This episode focuses on Eternity’s first-person account of navigating university life while navigating her abusive relationship. She speaks about being let down by the university, struggling with her studies, and finally finding a way out. Eternity’s story also touches on the way race factors into intimate partner violence.  

Now, as an educator who interacts with young people, she has many thoughts on helping students and young people who are faced with the same dilemma.

You can find more information about this podcast and full episode transcripts on the Canadian Women's Foundation website (

This podcast includes stories of gender-based violence. Please listen with care.  

If you or someone you know is in immediate danger, call 911 or your local emergency services (police, fire, ambulance). For a list of shelters, other services, and information that may be helpful to you, go to and click on “Get Help”.  

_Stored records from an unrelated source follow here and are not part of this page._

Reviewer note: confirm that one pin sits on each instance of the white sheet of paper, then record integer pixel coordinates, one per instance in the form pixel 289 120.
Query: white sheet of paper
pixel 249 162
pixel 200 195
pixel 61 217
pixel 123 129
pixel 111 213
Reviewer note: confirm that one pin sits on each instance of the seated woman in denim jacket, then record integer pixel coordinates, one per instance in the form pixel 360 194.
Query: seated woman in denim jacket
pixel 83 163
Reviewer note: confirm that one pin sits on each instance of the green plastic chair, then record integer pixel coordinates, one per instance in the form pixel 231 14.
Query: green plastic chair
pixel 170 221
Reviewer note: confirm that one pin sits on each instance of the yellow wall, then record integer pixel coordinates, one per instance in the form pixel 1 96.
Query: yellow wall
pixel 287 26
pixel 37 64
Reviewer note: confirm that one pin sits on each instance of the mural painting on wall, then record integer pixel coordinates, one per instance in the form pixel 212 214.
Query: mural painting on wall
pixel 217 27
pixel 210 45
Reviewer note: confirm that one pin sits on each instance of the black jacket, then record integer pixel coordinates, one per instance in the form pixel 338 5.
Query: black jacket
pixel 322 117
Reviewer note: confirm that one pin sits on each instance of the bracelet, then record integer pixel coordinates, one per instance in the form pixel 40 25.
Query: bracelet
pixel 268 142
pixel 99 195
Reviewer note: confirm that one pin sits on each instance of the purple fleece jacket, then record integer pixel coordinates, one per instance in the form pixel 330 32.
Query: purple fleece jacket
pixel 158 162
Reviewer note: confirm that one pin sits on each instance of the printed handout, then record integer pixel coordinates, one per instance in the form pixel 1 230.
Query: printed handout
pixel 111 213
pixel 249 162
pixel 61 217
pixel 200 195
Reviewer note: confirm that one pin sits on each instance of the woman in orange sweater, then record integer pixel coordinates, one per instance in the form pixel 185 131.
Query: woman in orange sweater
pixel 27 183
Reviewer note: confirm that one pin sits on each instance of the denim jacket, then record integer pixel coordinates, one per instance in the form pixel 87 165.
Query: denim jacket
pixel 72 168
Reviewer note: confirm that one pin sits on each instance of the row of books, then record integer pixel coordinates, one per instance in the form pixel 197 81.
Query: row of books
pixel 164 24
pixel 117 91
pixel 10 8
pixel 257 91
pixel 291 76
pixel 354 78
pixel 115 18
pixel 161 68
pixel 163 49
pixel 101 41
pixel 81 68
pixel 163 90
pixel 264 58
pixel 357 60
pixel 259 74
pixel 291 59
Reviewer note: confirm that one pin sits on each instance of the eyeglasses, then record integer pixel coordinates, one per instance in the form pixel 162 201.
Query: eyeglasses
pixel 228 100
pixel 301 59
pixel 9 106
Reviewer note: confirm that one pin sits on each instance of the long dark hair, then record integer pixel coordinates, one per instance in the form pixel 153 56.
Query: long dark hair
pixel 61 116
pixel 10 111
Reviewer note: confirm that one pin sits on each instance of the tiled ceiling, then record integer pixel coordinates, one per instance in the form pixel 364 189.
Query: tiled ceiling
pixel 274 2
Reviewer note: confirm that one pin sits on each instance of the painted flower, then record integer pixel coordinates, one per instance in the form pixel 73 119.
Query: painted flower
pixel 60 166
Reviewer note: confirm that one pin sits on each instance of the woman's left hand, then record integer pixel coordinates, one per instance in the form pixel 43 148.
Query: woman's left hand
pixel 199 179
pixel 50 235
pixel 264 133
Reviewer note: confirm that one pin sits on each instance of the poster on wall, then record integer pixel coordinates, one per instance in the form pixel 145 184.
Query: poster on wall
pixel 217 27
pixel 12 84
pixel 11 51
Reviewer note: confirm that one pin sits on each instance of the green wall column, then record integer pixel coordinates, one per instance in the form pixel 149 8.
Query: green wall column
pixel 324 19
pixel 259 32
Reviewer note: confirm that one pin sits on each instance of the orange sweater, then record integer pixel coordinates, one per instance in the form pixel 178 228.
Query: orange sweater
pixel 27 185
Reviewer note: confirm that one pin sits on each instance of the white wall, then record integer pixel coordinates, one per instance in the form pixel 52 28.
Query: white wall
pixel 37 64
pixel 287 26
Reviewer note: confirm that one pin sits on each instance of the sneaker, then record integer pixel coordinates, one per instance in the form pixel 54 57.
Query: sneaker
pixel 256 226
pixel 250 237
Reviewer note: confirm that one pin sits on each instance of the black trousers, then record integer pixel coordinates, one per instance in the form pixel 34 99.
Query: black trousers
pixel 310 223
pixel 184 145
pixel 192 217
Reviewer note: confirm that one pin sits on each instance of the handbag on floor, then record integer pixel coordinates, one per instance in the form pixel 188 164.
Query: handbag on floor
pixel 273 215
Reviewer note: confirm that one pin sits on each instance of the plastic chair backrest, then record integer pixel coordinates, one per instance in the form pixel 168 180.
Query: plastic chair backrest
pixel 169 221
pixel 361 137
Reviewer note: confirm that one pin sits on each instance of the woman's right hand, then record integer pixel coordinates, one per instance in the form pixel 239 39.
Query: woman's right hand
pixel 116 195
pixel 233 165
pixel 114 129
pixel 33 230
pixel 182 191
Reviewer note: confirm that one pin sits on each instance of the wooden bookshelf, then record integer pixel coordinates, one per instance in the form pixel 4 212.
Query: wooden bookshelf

When you know how to respond to the signs of abuse, you can change the story. Take action at

This project has been funded by Women and Gender Equality Canada. 


Hi. This podcast includes stories of gender-based violence and brief mention of suicide. Please listen with care.


Have you ever thought, ‘I don't think my friend is OK.’ But, you didn't know what to do or how to help?

You and I both know that gender-based violence is a problem. The stats are clear and the majority of us, 64% of us, know a woman who's experienced physical, sexual or emotional abuse.

So, you might be here because you want to support a survivor in your life.

Welcome. I'm so glad you made that decision because there is so much stigma around gender-based violence in our society. Too many people who experience abuse are shamed and silenced, and too many don't feel confident in supporting them. That's got to change. And, that's exactly why we made this podcast with the Canadian Women's Foundation. I'm Nana aba Duncan, and you're listening to Signal for Help.


In every episode of Signal for Help, we are featuring the voice of someone brave and brilliant. There are people who are sharing personal stories, which takes so much courage, and we also speak with people who can share professional experiences, who are working the front lines to help survivors of abuse.

So, what is gender-based violence?

Well, it includes the types of abuse that women, girls and Two Spirit, trans and non-binary people are at the highest risk of experiencing. And, that means physical, sexual, emotional, verbal, spiritual or financial abuse.

And, some examples include name calling and hitting. It can look like pushing, stalking, rape, sexual assault control and manipulation. A lot of what I just listed is against the law.

Gender-based violence can happen between people in romantic relationships, but it can also happen in families, at work, between friends and acquaintances, and strangers. And, it usually happens in private places between people who know each other.

And, why do we want to hear these stories? To learn. Because honestly, there are simple ways to help. So, you're going to hear stories, and then you're going to hear real takeaways, tools, for you to use so you can go from being a bystander to a responder when someone signals to you that they need help.

Let's begin.


I found this research has said that young women who are between the ages of 15 and 24, they're actually the most at risk of intimate partner violence in the country and in the US, across North America.


That's Eternity Martis. Today, she's a professor and a journalist, but just over a decade ago, she was a young student on her own for the first time at Western University in London, ON. And when she was there, she was still in the middle of experiencing abuse from her first boyfriend.

Eternity’s written a memoir called, They Said This Would Be Fun: Race, Campus, and Growing Up.

And as a reminder for you, this story involves specific instances of violence.


Eternity, thank you so much for giving us your time. I really appreciate it.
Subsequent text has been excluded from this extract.